For kinase assays, freshly purified GST fusion proteins on glutathione beads (20 μl) were washed three times with wash buffer (20 mm Tris, pH 7.5, 5 mm KCl, 1.5 mm MgCl2, 1 mm DTT) and one time with kinase buffer and then incubated with 30 μl of kinase buffer (20 mm Tris-HCl (pH 7.5), 10 mm MgCl2, 1 mm DTT, 0.1 mm EGTA), 10 μCi of [γ-32P]ATP, and recombinant kinase as indicated. The reaction was carried out at 30 °C for 30 min and stopped by washing twice with wash buffer and then boiled in 2× sample buffer (125 mm Tris, pH 6.8, 4% SDS, 30% glycerol, bromphenol blue). GSK-3β (Sigma) was used at 2 units/reaction; the GSK-3β kinase buffer. p38 MAPK (BIOSOURCE), p42 MAPK (New England Biolabs), and casein kinase I (CKI) (New England Biolabs) kinase assays were performed as described by the manufacturer.
For phosphatase studies, λ-phosphatase (New England Biolabs) was used. Purified proteins on glutathione beads, pre-treated with λ-phosphatase, λ-phosphatase with phosphatase inhibitors, or phosphatase inhibitors alone at 30 °C for 30 min, were then washed five times with wash buffer before proceeding with in vitro kinase assays.
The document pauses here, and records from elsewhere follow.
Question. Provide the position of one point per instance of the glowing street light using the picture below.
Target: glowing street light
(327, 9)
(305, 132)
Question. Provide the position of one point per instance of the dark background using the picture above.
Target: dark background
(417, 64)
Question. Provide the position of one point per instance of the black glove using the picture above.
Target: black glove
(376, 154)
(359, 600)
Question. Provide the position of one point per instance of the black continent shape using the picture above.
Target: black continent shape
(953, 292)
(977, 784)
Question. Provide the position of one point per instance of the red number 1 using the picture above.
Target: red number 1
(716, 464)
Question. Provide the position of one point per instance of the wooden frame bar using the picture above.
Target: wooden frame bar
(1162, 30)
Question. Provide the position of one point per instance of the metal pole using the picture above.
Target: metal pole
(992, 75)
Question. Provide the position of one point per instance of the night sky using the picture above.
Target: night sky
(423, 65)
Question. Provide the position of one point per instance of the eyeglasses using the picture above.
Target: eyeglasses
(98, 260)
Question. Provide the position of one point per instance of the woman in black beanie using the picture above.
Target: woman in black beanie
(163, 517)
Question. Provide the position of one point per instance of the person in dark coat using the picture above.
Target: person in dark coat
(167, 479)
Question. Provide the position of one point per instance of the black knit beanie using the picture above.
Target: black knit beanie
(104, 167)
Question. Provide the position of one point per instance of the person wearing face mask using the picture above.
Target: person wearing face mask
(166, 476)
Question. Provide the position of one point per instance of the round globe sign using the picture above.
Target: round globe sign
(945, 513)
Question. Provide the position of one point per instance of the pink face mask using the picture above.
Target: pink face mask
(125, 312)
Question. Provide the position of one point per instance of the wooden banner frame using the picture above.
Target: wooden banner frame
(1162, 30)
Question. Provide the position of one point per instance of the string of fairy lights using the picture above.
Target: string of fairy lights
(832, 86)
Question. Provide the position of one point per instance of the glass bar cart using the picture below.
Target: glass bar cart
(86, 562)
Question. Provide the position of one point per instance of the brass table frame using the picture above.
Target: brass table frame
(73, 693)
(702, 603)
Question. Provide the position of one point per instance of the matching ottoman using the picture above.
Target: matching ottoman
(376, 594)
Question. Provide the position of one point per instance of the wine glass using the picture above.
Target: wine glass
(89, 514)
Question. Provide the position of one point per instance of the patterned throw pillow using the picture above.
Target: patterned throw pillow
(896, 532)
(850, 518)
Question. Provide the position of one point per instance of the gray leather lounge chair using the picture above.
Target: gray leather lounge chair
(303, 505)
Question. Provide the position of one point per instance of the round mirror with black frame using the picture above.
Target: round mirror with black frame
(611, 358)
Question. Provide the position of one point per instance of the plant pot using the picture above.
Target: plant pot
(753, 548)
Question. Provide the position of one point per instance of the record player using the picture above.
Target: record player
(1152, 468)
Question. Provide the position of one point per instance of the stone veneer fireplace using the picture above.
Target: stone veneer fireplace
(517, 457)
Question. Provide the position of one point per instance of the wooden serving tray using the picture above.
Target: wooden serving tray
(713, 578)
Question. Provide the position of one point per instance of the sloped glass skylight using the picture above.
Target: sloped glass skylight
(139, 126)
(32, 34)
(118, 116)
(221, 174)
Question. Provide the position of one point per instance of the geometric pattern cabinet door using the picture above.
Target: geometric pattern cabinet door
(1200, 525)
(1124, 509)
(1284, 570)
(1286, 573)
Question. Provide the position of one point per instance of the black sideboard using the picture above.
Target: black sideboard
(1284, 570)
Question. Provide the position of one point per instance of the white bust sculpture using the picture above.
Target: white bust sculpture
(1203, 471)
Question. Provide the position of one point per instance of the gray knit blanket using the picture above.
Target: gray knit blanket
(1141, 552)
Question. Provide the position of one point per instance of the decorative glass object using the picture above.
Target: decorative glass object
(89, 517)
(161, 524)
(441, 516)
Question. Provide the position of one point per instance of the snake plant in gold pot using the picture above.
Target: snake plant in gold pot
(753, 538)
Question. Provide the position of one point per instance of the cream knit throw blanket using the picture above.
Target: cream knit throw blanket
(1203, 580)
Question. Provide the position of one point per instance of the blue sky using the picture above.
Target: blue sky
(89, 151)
Monolayer Wounding and Polarity Assays—3T3 fibroblasts were grown to confluency and then “wounded” using a single 200-μl pipette tip to create a narrow linear scratch in the cell monolayer. Microscopy images were captured immediately after and 15 h after wounding. For polarity assays, cells were seeded onto coverslips and grown to confluency before they were wounded as described above and then fixed at 0, 2, 4, and 6 h post-wounding. The cells were stained with anti-GM130 (1:200), to detect Golgi apparatus, and DAPI (0.2 μg/ml), and microscopy images were captured using a fluorescence microscope. The orientation of the Golgi was assessed as described previously (35); 200 leading edge cells were counted for each experiment. Data were expressed in graphical form reflecting the mean value and standard deviation from three independent experiments.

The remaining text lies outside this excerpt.